Lifespan vs. Healthspan

I’m often asked if it’s true that calorie restriction can result in a longer lifespan.

As with most questions like this, we need to dig a little deeper.

First, if we’re talking about going from chronically overeating (which results in weight gain) to restricting calories enough to lose weight, then of course, our chances of living longer improve.

As far as the impact of long-term calorie restriction, most of the research suggesting it results in a longer lifespan – in some cases up to 65 percent longer – comes from animal studies. And while animal studies can be useful, not everything that has been shown to improve health in animals is true for humans. After all, we’re not mice …

Second, would consuming, say, 25 percent fewer calories for a long period of time increase your lifespan in a meaningful way? I guess that depends on how you define “meaningful.” If that much of a calorie restriction resulted in your living six months longer, would it be worth it … even if the calorie restriction resulted in a colder than normal body temperature, slower metabolism and potentially reduced sex drive? 

That’s where I prefer to stress the difference between “lifespan” and “healthspan.” 

As in, it’s not so much how long we live, but how well.

And how healthfully.

As we get older, the goal should be to maintain our muscle mass, as well as our cardiovascular health and brain function … so we can stay sharp and continue doing all the activities we love as long as we’re alive.

We’re trying to avoid what the medical community refers to as the “marginal decade.” This is the decade of life when health declines and people require others to care for them.

When this happens, we can lose our independence, become more sedentary, and actually accelerate the decline.

Whether we live 80, 90, 100 years or more … the goal is to maintain our quality of life as long as possible.

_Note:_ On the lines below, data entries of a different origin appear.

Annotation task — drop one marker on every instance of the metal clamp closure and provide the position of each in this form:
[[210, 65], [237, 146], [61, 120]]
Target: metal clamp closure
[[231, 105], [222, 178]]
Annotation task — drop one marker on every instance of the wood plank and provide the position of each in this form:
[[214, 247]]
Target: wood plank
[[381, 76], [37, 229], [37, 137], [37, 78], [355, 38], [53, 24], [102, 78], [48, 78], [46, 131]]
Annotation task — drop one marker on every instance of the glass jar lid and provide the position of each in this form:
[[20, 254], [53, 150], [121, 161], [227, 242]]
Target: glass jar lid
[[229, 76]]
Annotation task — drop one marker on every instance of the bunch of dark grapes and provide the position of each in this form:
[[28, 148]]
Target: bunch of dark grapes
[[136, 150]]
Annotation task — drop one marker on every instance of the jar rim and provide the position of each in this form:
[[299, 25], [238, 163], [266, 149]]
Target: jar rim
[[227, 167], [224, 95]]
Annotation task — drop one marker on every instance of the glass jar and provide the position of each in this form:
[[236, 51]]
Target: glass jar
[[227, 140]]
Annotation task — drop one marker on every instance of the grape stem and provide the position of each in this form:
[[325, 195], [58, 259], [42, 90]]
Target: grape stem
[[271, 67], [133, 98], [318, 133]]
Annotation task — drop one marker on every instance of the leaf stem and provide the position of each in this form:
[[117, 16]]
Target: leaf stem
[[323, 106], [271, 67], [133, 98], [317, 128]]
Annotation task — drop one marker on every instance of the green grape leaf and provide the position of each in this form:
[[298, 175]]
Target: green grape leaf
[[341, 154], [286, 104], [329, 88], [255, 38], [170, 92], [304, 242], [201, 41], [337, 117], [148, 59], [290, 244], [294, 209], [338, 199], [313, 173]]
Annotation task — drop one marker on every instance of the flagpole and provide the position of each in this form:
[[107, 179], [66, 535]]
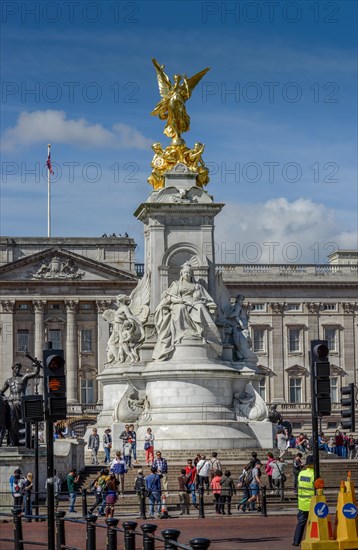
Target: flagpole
[[48, 195]]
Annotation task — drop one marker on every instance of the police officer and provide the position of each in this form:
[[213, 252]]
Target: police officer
[[305, 488]]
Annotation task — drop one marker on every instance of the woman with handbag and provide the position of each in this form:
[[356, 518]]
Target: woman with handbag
[[278, 475], [149, 447]]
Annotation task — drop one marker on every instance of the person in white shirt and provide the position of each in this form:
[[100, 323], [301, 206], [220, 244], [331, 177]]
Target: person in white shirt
[[203, 469]]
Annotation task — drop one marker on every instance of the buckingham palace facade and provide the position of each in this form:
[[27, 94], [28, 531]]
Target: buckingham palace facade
[[56, 289]]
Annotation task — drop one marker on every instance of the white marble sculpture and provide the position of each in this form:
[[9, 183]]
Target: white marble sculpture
[[131, 406], [250, 405], [185, 312], [127, 324]]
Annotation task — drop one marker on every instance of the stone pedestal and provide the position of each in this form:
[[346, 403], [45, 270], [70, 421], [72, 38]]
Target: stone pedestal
[[192, 398]]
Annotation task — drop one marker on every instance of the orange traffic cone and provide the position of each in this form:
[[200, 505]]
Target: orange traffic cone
[[165, 514]]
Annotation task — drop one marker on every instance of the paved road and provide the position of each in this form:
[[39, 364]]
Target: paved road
[[240, 532]]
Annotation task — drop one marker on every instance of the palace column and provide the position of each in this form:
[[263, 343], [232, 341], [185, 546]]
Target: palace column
[[39, 307], [278, 353], [71, 352], [7, 339], [349, 341], [102, 339]]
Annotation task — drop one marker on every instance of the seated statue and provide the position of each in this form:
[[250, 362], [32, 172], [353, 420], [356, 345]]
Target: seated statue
[[185, 312]]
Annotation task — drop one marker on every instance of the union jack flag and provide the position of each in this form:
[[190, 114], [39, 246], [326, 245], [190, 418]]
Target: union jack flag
[[49, 165]]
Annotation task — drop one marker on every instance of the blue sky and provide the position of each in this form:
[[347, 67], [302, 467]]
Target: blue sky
[[277, 112]]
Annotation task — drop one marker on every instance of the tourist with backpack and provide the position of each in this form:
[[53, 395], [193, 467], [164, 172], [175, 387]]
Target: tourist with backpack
[[107, 445], [244, 485], [97, 489], [255, 486], [216, 488], [227, 491], [118, 467], [139, 487]]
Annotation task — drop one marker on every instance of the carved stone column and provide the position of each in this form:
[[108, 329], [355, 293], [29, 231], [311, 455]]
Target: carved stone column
[[7, 339], [39, 307], [71, 352], [313, 309], [278, 341], [102, 337]]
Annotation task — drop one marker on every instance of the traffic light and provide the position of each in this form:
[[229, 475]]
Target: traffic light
[[348, 400], [321, 376], [25, 435], [54, 384], [32, 408]]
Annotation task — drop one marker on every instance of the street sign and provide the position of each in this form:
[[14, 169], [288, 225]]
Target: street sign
[[350, 510], [321, 510]]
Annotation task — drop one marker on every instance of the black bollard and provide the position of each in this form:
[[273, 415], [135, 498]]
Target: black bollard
[[199, 544], [170, 535], [84, 503], [129, 534], [16, 512], [60, 529], [201, 502], [148, 541], [142, 504], [112, 533], [91, 532], [28, 507], [264, 502]]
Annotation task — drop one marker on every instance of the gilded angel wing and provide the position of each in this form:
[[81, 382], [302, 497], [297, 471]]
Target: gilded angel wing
[[195, 79], [140, 297], [164, 83], [108, 315]]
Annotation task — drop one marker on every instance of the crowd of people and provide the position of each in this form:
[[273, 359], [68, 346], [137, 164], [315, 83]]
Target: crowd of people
[[339, 444]]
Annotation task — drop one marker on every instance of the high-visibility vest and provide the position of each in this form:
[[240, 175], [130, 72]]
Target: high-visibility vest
[[305, 488]]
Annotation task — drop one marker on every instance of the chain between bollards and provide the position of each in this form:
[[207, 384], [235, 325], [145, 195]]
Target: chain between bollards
[[111, 533], [199, 543], [91, 532], [148, 530], [170, 535], [129, 534], [16, 512], [60, 529]]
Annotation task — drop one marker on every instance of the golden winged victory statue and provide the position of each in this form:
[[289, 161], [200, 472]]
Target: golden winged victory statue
[[172, 109]]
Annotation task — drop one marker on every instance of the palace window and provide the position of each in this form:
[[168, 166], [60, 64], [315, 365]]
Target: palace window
[[331, 335], [54, 336], [258, 307], [258, 339], [87, 391], [295, 390], [294, 340], [23, 340], [293, 307], [86, 340]]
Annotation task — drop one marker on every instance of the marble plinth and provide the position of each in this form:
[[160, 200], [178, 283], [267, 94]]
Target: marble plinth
[[191, 403]]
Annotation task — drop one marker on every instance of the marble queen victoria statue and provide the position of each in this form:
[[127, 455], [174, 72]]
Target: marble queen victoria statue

Fortunately, there are a couple of simple, scientifically proven ways to maintain and improve our physical and emotional health, as well as our brain function:

Exercise: We’ve known for decades that exercise improves metabolic and  cardiovascular health, as well as lipid profiles, lean mass preservation as we age, and much more. Now, the research is clear that exercise can also enhance brain health and delay cognitive decline as we age. Exercise stimulates the body’s production of BDNF (Brain-Derived Neurotrophic Factor), which has been shown to stimulate the repair of damaged neurons and creation of new ones. For a 1-2 punch of body health and brain health, exercise is by far the best drug on the market.

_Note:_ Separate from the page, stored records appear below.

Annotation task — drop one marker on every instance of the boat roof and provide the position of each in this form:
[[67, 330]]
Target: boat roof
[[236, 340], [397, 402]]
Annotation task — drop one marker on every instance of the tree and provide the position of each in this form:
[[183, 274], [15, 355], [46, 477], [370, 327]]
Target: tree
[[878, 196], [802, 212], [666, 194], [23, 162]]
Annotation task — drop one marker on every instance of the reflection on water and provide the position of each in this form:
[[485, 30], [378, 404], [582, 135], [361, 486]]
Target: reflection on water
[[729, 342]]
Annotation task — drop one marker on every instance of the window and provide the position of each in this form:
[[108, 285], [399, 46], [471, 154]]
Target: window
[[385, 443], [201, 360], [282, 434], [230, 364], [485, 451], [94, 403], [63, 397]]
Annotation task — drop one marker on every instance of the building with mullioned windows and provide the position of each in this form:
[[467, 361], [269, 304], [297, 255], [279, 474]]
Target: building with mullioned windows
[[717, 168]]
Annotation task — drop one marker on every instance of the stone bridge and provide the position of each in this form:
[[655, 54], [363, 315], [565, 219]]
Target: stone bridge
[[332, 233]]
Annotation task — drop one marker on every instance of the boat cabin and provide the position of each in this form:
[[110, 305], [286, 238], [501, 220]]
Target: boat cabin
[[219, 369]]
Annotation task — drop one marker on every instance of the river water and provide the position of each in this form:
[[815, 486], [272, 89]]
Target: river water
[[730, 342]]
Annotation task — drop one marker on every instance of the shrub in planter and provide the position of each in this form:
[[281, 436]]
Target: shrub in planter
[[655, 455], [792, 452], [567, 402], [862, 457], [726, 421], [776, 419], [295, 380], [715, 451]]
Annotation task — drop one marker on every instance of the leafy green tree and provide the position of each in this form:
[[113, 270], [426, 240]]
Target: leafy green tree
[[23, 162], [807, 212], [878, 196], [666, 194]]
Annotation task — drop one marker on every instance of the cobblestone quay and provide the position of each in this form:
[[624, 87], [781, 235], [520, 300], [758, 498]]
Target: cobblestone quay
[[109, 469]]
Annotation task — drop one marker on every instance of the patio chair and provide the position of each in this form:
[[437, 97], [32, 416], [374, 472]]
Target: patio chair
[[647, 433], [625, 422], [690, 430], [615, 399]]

Meditation: One of the best ways to enhance brain health, delay cognitive decline, and hold stress at bay is to meditate. Don’t overthink this. Meditation is nothing more than focusing your thoughts on one thing, and breathing. Take 10-20 minutes per day to put down your phone, close your laptop, and focus on your breathing. Unfortunately, modern humans spend way too much time in the sympathetic nervous system state (i.e. the stress-inducing “fight or flight” state). If we can consistently set aside a few minutes a day to activate the sympathetic nervous system (stress relieving), we’ll feel better, lose weight more easily, and enhance our brain health as we age.

If you’re looking for the “fountain of youth,” look no further than daily exercise and meditation. Your body and mind will thank you later.